The Third Thing that Changed is Me
As the Founder and Chief Catalyst at BIF, I have only myself to blame for what BIF has become and how fast it reinvents itself. It’s true that the market for what we’re trying to do is emerging and that our next practices and business model had to be developed generatively, but in the end, I too have to change for BIF to work.
Much like for many of you, September 11th was an inflection point, after which I pivoted and became an accidental bureaucrat, working as the leader of my home state’s economic development agency in Rhode Island after successfully avoiding government for my entire career. It changed my life and world view of the role innovation plays in transforming social systems, industries, and communities. I learned to think about innovation as value delivered to real students, patients, and citizens living and working in real communities. I learned to see opportunities through the lens of customer experience. BIF was a result of that inflection point in my life. I’m beyond proud of what Team BIF has accomplished together.

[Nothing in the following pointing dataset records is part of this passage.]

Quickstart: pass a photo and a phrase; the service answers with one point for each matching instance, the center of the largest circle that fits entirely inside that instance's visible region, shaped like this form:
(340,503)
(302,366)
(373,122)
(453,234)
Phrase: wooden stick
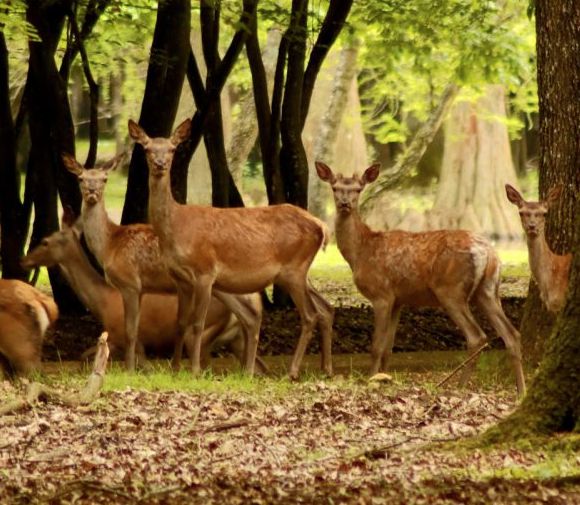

I’ve now reached the next inflection point in my life, precipitated by the 2016 U.S. presidential election result and turning 60 years old a month later! I’m not one to blog about politics, although everyone who hangs with me or follows me on social media knows that the election result has thrown me, and a lot of us, for a loop. On one hand, if you’re an innovation junkie, the election is an interesting case study in disruption, but I would argue that history will look back someday on this election as a case study of how not to disrupt. At BIF we know there is a better way to make much-needed transformation safer and easier to manage. It’s time to prove it.
I thought that turning 60 was going to be awful, but it wasn’t. Sure, I spent a few beautiful days with my bride hiding on an island, but if anything, turning 60 has energized and focused me with a sense of urgency to continue the work of scaling BIF to meet the scale of the societal challenges we now face. It’s work that matters.
The last chromosome in our BIF DNA is: a decade is a terrible thing to waste. I’m not planning on wasting this next one, and I hope you aren’t either. Let’s go!